Yeah still going strong mate. Altho it's in bits just now, I've started doing this at the wrong time of year... damn it lol.. Took me a while to decide on single or upgrade the twins, but went down the single route. Hopefully it'll be the right decision. Kinda forced into it with the actuator flappy door thingy making an escape for it. Few more things to buy then back on the road.


----------



## FarShark (Mar 16, 2009)

The car looks good.
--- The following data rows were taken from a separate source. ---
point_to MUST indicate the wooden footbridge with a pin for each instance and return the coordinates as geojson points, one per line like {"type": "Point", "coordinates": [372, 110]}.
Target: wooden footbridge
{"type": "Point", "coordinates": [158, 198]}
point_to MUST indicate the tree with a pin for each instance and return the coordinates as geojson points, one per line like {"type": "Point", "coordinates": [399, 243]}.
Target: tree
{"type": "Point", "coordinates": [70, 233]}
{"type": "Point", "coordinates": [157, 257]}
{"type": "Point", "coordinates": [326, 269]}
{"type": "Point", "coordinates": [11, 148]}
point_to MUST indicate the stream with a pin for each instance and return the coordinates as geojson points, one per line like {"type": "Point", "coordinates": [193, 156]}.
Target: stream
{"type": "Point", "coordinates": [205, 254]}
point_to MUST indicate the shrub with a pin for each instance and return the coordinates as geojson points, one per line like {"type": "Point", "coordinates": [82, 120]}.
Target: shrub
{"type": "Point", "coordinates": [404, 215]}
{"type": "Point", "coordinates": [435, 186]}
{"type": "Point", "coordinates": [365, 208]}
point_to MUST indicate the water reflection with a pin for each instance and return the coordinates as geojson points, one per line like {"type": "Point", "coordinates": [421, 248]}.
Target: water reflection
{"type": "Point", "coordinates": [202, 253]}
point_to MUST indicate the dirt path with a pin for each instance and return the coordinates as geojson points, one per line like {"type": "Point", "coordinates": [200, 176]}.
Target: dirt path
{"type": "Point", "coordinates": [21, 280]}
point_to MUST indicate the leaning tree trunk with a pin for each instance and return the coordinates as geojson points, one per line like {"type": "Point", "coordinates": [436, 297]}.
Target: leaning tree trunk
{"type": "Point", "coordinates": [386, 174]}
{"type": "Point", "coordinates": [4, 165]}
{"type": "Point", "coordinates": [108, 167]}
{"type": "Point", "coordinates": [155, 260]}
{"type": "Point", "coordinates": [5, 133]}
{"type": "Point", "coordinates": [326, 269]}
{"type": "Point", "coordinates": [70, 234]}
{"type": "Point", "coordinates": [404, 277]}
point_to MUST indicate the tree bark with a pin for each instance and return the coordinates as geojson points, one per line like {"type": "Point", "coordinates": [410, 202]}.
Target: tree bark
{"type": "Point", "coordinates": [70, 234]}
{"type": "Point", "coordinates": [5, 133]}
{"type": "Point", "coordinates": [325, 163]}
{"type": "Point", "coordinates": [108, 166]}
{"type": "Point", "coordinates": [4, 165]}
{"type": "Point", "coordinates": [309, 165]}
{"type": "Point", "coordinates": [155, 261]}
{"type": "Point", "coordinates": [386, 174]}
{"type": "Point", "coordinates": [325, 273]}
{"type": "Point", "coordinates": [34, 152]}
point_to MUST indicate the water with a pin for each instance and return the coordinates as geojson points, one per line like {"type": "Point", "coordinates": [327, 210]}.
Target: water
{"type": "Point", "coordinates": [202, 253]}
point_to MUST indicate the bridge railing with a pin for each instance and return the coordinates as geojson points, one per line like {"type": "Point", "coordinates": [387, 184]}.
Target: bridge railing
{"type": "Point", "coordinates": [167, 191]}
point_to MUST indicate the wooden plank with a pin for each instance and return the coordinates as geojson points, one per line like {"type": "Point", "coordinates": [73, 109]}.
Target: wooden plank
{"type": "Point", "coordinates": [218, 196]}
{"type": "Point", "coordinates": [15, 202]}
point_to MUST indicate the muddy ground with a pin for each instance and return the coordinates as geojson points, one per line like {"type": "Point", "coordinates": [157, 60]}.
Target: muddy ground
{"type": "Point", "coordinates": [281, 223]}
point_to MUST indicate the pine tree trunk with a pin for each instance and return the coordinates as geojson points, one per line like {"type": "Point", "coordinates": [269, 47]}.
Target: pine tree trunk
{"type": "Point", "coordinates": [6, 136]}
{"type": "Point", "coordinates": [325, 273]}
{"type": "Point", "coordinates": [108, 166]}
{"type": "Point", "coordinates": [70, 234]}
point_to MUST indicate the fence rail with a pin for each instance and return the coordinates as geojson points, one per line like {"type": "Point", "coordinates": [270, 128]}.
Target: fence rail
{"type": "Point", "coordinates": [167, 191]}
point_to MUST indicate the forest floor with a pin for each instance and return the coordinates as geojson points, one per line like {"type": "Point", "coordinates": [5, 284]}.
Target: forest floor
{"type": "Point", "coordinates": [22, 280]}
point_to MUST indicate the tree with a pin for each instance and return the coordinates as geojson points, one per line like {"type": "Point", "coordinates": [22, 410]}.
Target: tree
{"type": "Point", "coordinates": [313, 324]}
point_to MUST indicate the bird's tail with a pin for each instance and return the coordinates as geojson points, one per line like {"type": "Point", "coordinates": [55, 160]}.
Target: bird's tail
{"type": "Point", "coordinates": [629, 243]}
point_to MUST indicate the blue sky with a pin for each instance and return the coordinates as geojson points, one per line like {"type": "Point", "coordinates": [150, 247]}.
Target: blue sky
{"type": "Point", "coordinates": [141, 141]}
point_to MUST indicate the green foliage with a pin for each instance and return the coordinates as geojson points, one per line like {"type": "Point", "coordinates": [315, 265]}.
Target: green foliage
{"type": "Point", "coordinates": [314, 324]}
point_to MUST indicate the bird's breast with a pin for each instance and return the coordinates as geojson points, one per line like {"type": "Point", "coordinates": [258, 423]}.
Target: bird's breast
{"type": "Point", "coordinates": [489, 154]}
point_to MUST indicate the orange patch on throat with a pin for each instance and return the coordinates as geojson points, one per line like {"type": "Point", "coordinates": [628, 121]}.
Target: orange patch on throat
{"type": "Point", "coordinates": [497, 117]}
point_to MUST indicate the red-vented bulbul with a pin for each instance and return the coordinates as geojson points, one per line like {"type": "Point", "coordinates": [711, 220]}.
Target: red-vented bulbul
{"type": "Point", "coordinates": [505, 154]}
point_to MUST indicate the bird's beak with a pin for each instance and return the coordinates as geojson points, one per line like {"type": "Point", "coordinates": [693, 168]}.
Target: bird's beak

Did you have the standard Sumimoto brakes or the Brembos before you swapped to the R35 calipers?


----------



## DanRFC (Jul 24, 2012)

Standard Sumimoto, all be it with up rated discs and pads. to say there was an improvement is an understatement. 




FarShark said:


> The car looks good. Did you have the standard Sumimoto brakes or the Brembos before you swapped to the R35 calipers?


----------



## RussVVTi6Speed (May 29, 2012)

Lovely, great example


----------



## ekjim (Jun 11, 2005)

Lovely car mate!

Are you doing all the work on it yourself?


----------



## DanRFC (Jul 24, 2012)

Cheers, yep with help from a mate all done at home, 6boost manifold and turbo fitted this week. Seems like a never ending list but getting there slowly but surely 






ekjim said:


> Lovely car mate!
> 
> Are you doing all the work on it yourself?


----------